This used to be my classic go to recipe if I wanted to make something elegant/special for a dinner party. You can use any berries or sliced fruit, right now the small strawberries at Berried Treasures at Union Square market can’t be beat, hands down the best strawberry in NYC. This is the perfect recipe to show off their brilliantly intense strawberry wonderfulness.
Use a food processor to make the pastry dough. Add: 2 cups of All Purpose Flour, 2 Tablespoons Sugar, 1/4 Teaspoon of Salt, 12 Tablespoons unsalted Butter and 2 Large Egg Yolks. Pulse a few time to incorporate the butter and eggs into the dry ingredients, then add 2 Tablespoons of ice-cold water. Pulse briefly until the dough just comes together. Add more water if needed. The dough should be pliable and pull away from the sides of the container.
Place between two pieces of parchment paper, press into a disc and refrigerate for an hour.
Preheat the over to 400 F.
Lightly flour your work surface and roll out the dough large enough to fit a 10″ removable tart pan. Cover with parchment and fill with pie weights/dried beans. Place on a cookie sheet and put in the lower level of the oven (I bake my on my pizza stone which is always in the oven). Bake for 20 minutes.
Remove from the over and carefully remove the weights and parchment.
Turn the oven down to 375 F.
To make the pastry creme add: 1 cup of Whole Organic Milk and 1 Cup of Heavy Cream in a heavy bottomed sauce pan over medium/high heat and bring to a boil.
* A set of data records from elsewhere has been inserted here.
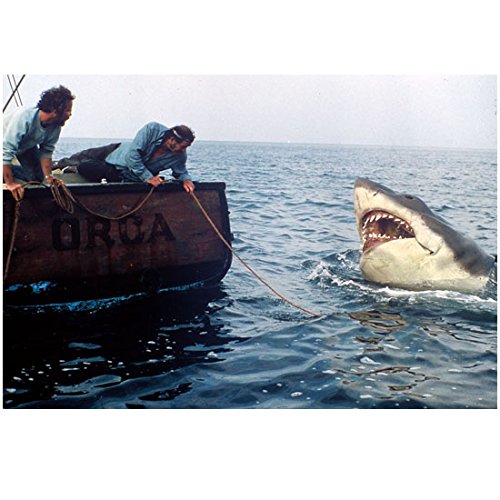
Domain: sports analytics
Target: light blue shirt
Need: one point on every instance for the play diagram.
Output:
(134, 161)
(22, 130)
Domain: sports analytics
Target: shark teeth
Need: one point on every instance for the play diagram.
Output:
(378, 227)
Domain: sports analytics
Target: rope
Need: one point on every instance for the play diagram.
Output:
(219, 234)
(66, 200)
(12, 239)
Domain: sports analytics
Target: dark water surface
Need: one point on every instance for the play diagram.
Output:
(237, 345)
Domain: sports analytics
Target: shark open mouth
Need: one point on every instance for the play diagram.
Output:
(381, 227)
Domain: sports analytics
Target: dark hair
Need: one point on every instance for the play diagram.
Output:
(55, 99)
(181, 132)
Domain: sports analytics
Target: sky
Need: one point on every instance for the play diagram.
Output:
(396, 110)
(416, 73)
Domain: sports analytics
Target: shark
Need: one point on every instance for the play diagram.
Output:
(404, 244)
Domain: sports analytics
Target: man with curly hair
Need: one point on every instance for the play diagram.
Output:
(30, 136)
(155, 152)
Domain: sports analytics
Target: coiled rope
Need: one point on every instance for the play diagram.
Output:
(66, 200)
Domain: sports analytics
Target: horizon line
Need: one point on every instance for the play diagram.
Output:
(307, 143)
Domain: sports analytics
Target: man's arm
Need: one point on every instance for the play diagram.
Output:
(14, 187)
(46, 164)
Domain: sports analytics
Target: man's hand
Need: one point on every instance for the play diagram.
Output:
(155, 181)
(188, 186)
(16, 189)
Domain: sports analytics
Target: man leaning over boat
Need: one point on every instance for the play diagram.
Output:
(30, 136)
(154, 150)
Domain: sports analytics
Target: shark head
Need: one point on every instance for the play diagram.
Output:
(406, 245)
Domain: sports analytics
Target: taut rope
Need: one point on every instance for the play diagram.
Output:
(66, 201)
(219, 234)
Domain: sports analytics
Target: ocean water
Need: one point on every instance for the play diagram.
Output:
(239, 346)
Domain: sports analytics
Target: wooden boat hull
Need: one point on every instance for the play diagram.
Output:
(166, 244)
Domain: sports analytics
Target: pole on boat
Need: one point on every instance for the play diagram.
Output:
(13, 94)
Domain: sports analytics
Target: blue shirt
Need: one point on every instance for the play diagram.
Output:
(22, 130)
(134, 159)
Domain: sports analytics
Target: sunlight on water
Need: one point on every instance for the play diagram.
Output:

As it is heating mix: 4 large Egg Yolks and 1/2 cup Sugar in a bowl whisk until pale yellow. To this add: 3 tablespoons of Organic Cornstarch (organic is really important in this instance, if it doesn’t say organic it is ) whisk to combine then add 1/2 cup Whole Milk and whisk it all together. When the milk/cream mixture has boiled remove from heat and slowly add it to the egg mixture whisking rapidly as you do. Pour back into the sauce pan over medium heat, whisking constantly until it comes to a boil and has thickened (it will be the thickness of a loose pudding, as it cools it get thicker).
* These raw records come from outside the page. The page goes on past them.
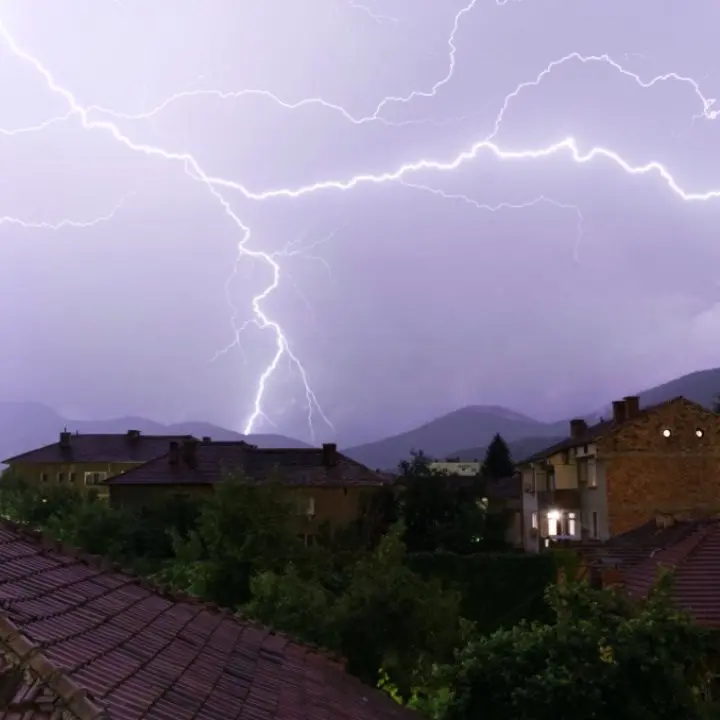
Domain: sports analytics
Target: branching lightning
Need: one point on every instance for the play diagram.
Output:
(217, 186)
(65, 222)
(541, 199)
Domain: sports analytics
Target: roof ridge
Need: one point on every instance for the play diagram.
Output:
(48, 543)
(30, 656)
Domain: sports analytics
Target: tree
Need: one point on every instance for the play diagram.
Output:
(603, 658)
(498, 461)
(390, 618)
(243, 529)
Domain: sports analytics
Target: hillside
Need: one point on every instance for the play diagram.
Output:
(473, 427)
(469, 427)
(519, 449)
(24, 426)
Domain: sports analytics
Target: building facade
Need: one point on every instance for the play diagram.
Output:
(605, 479)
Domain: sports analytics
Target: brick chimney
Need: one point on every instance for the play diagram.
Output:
(578, 427)
(632, 406)
(174, 454)
(329, 454)
(619, 411)
(189, 452)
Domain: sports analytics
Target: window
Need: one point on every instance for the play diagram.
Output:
(306, 505)
(592, 473)
(95, 478)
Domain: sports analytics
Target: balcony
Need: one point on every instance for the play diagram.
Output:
(560, 499)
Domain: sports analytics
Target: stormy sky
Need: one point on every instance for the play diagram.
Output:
(402, 299)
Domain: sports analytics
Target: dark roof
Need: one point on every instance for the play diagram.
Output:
(208, 461)
(79, 448)
(695, 560)
(98, 643)
(594, 432)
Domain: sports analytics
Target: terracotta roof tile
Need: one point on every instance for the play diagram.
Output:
(104, 645)
(695, 560)
(205, 463)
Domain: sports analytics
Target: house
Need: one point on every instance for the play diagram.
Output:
(610, 477)
(327, 486)
(82, 640)
(690, 548)
(87, 460)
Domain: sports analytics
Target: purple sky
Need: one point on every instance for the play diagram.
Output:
(401, 304)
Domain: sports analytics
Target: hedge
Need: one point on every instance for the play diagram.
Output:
(498, 589)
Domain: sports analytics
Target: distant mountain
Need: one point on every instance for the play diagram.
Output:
(469, 427)
(519, 449)
(473, 427)
(25, 426)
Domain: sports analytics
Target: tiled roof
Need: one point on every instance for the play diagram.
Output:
(78, 448)
(100, 644)
(695, 560)
(208, 461)
(632, 547)
(593, 433)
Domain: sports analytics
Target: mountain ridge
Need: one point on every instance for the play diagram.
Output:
(25, 426)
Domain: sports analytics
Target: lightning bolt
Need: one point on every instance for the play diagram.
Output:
(217, 185)
(510, 206)
(65, 222)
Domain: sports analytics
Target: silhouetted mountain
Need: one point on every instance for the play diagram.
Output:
(473, 427)
(468, 427)
(24, 426)
(519, 449)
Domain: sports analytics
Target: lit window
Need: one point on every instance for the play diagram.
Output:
(553, 517)
(572, 527)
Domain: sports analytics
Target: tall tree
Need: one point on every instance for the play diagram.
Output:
(498, 461)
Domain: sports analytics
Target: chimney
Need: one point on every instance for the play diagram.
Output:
(329, 454)
(189, 452)
(578, 427)
(619, 411)
(632, 406)
(174, 454)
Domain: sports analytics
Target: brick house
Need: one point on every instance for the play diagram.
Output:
(82, 640)
(610, 477)
(327, 486)
(88, 460)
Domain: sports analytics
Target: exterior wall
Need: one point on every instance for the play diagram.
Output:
(595, 500)
(529, 509)
(33, 472)
(650, 474)
(336, 506)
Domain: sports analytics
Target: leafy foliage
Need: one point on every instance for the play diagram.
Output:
(602, 658)
(498, 461)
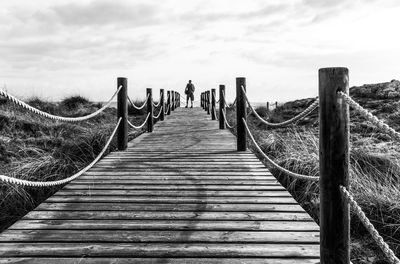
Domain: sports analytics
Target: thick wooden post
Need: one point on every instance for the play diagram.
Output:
(162, 108)
(333, 165)
(221, 106)
(122, 112)
(208, 102)
(150, 121)
(240, 114)
(213, 117)
(169, 102)
(172, 100)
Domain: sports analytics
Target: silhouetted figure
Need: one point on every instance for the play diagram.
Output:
(189, 90)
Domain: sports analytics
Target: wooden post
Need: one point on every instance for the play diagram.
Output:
(240, 114)
(150, 121)
(207, 102)
(213, 117)
(333, 165)
(162, 108)
(122, 112)
(169, 102)
(172, 100)
(221, 106)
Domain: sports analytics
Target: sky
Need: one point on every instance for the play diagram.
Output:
(53, 49)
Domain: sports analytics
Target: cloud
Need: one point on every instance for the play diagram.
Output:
(101, 13)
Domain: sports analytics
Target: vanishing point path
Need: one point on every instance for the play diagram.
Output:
(181, 194)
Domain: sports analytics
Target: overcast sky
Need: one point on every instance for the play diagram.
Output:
(53, 49)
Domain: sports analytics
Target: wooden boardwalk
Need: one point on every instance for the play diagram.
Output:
(181, 194)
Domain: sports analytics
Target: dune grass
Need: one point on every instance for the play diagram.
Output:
(374, 169)
(39, 149)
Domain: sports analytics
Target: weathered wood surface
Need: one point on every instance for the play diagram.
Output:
(181, 194)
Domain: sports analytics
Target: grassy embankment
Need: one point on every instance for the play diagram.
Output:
(375, 167)
(38, 149)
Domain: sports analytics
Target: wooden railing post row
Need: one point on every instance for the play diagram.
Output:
(150, 121)
(334, 166)
(221, 106)
(213, 117)
(122, 112)
(240, 114)
(162, 108)
(169, 102)
(208, 102)
(172, 100)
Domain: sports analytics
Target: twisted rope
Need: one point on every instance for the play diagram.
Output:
(226, 105)
(21, 182)
(55, 117)
(215, 113)
(371, 229)
(368, 115)
(159, 113)
(157, 105)
(138, 107)
(142, 125)
(290, 173)
(225, 120)
(167, 109)
(300, 116)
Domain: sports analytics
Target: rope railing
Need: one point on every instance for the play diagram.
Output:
(226, 120)
(226, 105)
(369, 116)
(298, 117)
(370, 227)
(274, 164)
(140, 126)
(334, 128)
(56, 117)
(167, 109)
(159, 113)
(158, 104)
(21, 182)
(138, 107)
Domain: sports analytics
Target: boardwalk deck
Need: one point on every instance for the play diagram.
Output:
(181, 194)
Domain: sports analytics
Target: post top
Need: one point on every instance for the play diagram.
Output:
(334, 69)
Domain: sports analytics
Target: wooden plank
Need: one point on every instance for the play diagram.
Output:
(171, 207)
(162, 215)
(159, 236)
(187, 199)
(175, 177)
(96, 186)
(194, 173)
(174, 193)
(181, 182)
(88, 260)
(158, 250)
(115, 224)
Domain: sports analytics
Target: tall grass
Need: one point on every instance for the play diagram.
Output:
(374, 172)
(38, 149)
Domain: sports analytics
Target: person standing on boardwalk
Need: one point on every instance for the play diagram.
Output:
(189, 90)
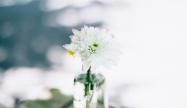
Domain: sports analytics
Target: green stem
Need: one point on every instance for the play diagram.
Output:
(88, 81)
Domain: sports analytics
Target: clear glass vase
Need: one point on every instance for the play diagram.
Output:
(89, 90)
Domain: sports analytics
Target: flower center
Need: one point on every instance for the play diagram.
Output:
(93, 47)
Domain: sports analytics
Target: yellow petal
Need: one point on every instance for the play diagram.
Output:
(70, 52)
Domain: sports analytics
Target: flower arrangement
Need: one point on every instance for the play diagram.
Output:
(95, 48)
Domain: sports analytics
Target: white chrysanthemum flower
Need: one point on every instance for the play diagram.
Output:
(93, 45)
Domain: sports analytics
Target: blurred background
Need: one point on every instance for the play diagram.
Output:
(151, 72)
Melt 3 ounces of finely chopped Dark Chocolate or chocolate chips in a medium bowl over barely simmering water. When melted remove from heat. When tart shell is cool ,use a pastry brush and coat the bottom of the shell with chocolate.Once the chocolate has dried and the pastry cream is at room temperature spread it over the chocolate covered pasty.Place in the fridge and chill until about an hour before you plan to serve it.
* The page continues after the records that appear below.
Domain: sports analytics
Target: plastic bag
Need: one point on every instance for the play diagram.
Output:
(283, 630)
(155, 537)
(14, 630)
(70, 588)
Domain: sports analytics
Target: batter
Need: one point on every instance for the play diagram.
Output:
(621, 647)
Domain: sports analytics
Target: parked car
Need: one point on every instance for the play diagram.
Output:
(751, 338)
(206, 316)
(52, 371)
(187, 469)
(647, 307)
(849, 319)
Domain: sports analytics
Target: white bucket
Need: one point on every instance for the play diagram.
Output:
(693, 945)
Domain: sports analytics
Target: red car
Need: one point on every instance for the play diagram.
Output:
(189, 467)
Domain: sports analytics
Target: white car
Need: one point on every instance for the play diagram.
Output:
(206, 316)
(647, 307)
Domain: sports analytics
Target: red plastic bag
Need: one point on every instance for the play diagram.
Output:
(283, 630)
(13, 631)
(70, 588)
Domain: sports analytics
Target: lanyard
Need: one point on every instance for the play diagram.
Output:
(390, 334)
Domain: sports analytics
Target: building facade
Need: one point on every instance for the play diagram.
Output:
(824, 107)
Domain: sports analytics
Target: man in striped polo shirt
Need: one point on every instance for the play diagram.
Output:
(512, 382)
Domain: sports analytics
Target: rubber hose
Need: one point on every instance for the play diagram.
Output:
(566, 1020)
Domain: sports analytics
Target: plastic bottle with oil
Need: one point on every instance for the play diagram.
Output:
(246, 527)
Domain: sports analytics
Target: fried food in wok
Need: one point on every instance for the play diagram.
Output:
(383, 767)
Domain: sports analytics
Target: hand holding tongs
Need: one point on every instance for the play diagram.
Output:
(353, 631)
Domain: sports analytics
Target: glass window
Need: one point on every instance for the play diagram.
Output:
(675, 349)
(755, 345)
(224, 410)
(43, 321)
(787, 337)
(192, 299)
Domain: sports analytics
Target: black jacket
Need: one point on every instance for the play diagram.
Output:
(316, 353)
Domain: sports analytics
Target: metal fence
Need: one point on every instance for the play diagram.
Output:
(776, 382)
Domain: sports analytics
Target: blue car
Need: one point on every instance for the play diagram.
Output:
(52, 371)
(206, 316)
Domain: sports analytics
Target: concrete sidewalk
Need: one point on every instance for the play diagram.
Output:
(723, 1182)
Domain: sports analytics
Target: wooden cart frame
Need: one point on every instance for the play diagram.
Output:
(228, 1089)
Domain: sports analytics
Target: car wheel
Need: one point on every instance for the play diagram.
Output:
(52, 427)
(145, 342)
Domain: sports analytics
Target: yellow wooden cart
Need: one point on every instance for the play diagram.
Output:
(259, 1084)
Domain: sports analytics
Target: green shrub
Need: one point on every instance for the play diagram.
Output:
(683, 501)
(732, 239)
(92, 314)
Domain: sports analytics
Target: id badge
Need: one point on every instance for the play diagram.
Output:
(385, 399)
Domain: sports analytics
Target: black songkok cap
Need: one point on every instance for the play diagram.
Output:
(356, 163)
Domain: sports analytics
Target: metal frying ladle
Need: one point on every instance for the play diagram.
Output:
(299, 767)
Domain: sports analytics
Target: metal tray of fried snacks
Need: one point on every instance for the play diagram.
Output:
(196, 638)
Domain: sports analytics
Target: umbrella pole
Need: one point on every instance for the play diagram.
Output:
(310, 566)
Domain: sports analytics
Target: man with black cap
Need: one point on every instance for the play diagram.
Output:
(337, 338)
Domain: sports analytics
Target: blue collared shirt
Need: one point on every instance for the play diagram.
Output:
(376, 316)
Prepare your fruit, in this instance the berries are so small all that needed to be done was remove the stems.
I like to lightly glaze the fruit, to make the glaze I add 1/4 cup of Strawberry preserve (I like Bionaturae fruit spreads/jams) with 2 Tablespoons of Water, stir together over high heat until comes to a boil remove and sieve if need be. You can also use Apricot jam.
To assemble place enough fruit to generously cover the top of the pastry cream. Glaze with a pastry brush.